Quando acordei na manhã seguinte, a memória da noite anterior já parecia um borrão, como se tivesse sido apenas um sonho distante. Mas algo dentro de mim havia mudado. Eu não sabia exatamente o quê, mas sentia.

Minha cabeça latejava levemente, e a sensação de uma noite mal dormida pesava sobre mim. Esfreguei os olhos, tentando afastar o torpor, e me sentei na cama. Meus músculos estavam estranhamente tensos, mas não de cansaço—parecia mais uma energia contida, prestes a se soltar.

Foi então que notei onde estava.

— O banheiro?

Franzi a testa, confuso. Como eu tinha parado ali? O piso ainda estava úmido, e meu reflexo no espelho me encarava com um olhar perdido. Minha respiração estava levemente acelerada, e por mais que tentasse, eu não conseguia lembrar como tinha ido parar naquele lugar.

"Devo ter escorregado e desmaiado", pensei, tentando racionalizar.

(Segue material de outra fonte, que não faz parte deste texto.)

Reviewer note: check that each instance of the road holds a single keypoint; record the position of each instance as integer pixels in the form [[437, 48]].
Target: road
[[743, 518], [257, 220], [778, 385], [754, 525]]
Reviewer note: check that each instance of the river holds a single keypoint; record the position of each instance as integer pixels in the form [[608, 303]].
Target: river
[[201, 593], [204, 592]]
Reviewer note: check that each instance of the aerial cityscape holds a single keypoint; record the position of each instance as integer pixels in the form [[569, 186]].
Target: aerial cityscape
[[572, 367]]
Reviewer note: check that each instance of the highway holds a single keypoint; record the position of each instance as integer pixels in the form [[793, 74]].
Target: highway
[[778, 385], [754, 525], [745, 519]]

Mas algo me dizia que a explicação não era tão simples assim.

Suspirei e fui até o quarto. O relógio digital na mesa de cabeceira piscava com números vermelhos que pareciam mais intensos do que o normal.

8h30.

Droga! Estava atrasado novamente.

Eu tinha combinado de encontrar Melissa às 8h, e já podia imaginar a cara dela quando me visse chegando tarde outra vez. Peguei uma roupa às pressas, vestindo uma camisa escura e um jeans, sem me preocupar muito com os detalhes. Mas assim que comecei a me movimentar, percebi algo estranho.

Cada passo parecia mais leve. Cada movimento, mais fluido. Meus reflexos estavam aguçados de uma forma que eu nunca tinha experimentado antes, como se meu corpo estivesse… ajustado.

A sensação era estranha—quase como se o mundo ao meu redor estivesse desacelerando enquanto eu continuava no mesmo ritmo.

Sacudi a cabeça.

"Deve ser coisa da minha cabeça."

Peguei o celular e chamei um táxi. O Distrito Sul de Thalyssia ficava longe demais para ir a pé, e se eu quisesse chegar no horário, não tinha outra opção.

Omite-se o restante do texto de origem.